Somit ist also nachgewiesen, dass gefährliche Substanzen aus Munition in Gewässern auch in die Nahrungskette der Fische gelangen können. Andererseits haben die Forscher jedoch auch festgestellt, dass Sprengstoff-typische Verbindungen (STV) in der Leber von Fischen verändert und über die Gallenflüssigkeit und den Darm ausgeschieden werden können. Eine Anreicherung in Fischen wie etwa bei Schwermetallen ist durch STV folglich eher unwahrscheinlich.
Bei den angefragten Ländereinrichtungen zum Verbraucherschutz sind keine Informationen über die Belastung von Süßwasserfischen aus Gewässern mit möglicher Munitionsbelastung bekannt. Somit verbleiben lediglich die Erkenntnisse von den Fischen im Meerwasser zu einer orientierenden Einschätzung. Dr. Jörn Scharsack vom Arbeitsbereich Meeresumwelt des Thünen-Institut für Fischereiökologie würde die Ergebnisse zu STV und marinen Fischen allerdings nicht direkt auf Süßwasserfische übertragen. Hierzu sollten gesonderte Untersuchungen durchgeführt werden. Dabei könnte schrittweise vorgegangen werden, indem bei Verdachtsfällen zunächst Wasserproben aus verschiedenen Tiefen und Sedimentproben chemisch auf STV untersucht würden. Wenn dabei STV gefunden werden, sollte man nach seiner Ansicht auch Fische untersuchen, wobei neben den Organen auch Filets von Speisefischen einbezogen werden könnten.

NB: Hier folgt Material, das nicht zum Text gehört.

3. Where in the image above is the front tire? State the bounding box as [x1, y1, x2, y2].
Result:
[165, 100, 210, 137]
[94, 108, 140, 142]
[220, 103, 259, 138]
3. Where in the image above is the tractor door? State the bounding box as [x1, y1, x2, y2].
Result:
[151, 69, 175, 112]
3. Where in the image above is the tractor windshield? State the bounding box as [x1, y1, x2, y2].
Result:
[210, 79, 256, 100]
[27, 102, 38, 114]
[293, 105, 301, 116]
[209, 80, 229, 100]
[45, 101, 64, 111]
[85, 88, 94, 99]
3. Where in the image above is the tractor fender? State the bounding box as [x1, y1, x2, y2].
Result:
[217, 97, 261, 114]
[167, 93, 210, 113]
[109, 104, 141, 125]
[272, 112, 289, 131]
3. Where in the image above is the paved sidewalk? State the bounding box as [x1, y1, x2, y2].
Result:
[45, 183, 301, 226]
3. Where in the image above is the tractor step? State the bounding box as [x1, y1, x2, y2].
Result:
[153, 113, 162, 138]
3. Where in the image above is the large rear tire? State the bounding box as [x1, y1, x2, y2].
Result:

Hier wären allerdings bei erfolgreicher Entgiftung über den Verdauungstrakt nur geringe STV-Konzentrationen zu erwarten.
Risiken durch Munition für Angler eher gering einzustufen
Theoretisch können Angler auf verschiedene Weise mit Munition in Berührung kommen. Allerdings sind die meisten Munitionsarten nicht mit Oberflächen versehen, in die sich Angelhaken festsetzen würden. So ist es nicht verwunderlich, dass bei den eigenen Recherchen keine Fälle von Munition am Haken gefunden wurden. Sollte dies doch einmal der Fall sein, wären Angler im Boot wohl eher gefährdet als am Ufer, wo in der Regel eine Rückzugsmöglichkeit besteht.
Mit an Land geschwemmter Munition könnten Angler bei der Herrichtung ihres Platzes, beispielsweise beim Setzen von Rutenhaltern, in Berührung kommen. Allerdings wäre die Gefährdung hier ähnlich wie bei anderen naturinteressierten Personen, die ebenso im Uferbereich nach für sie interessanten Pflanzen und Tieren suchen. Generelle Einschränkungen – wie an ganzen Gewässerabschnitten – ließen sich damit kaum rechtfertigen. Insbesondere nicht bei solchen mit relativ gleichbleibendem Wasserstand, wie beispielsweise Flüsse und Kanäle mit geregeltem Pegelniveau. Die Gefahren erscheinen auch bei den Länderbehörden nicht real in Erwägung gezogen zu werden. Und falls doch Kampfmittel im Wasser anzunehmen sind, müssen diese Stellen beispielsweise in Brandenburg mit Warnhinweisen versehen werden, die in der Regel auch als Verbote für Angler anzusehen sind.
Bezieht man die Rechercheergebnisse auf den Seitenkanal Gleesen-Papenburg, so erscheint das bestehende Angelverbot nicht nachvollziehbar. Hier darf davon ausgegangen werden, dass mögliche Kampfstoffe so stark mit Sediment bedeckt sind, dass Fischfanggeräte, egal ob einfache Haken, Köder oder Reusen, nicht mit ihnen in Kontakt kommen. Eine Gefahr für Angler kann somit weitgehend ausgeschlossen werden. Diese Meinung teilt auch Hermann Poppen, Amtsleiter des Wasserstraßen- und Schifffahrtsamts Ems-Nordsee. Doch die WSA-Akten enthalten ein Angelverbot aus dem Jahre 1985, das 1989 noch einmal bestätigt wurde. Eine Aufhebung dieses Verbots sieht die Bundesbehörde zurzeit (leider) nicht vor.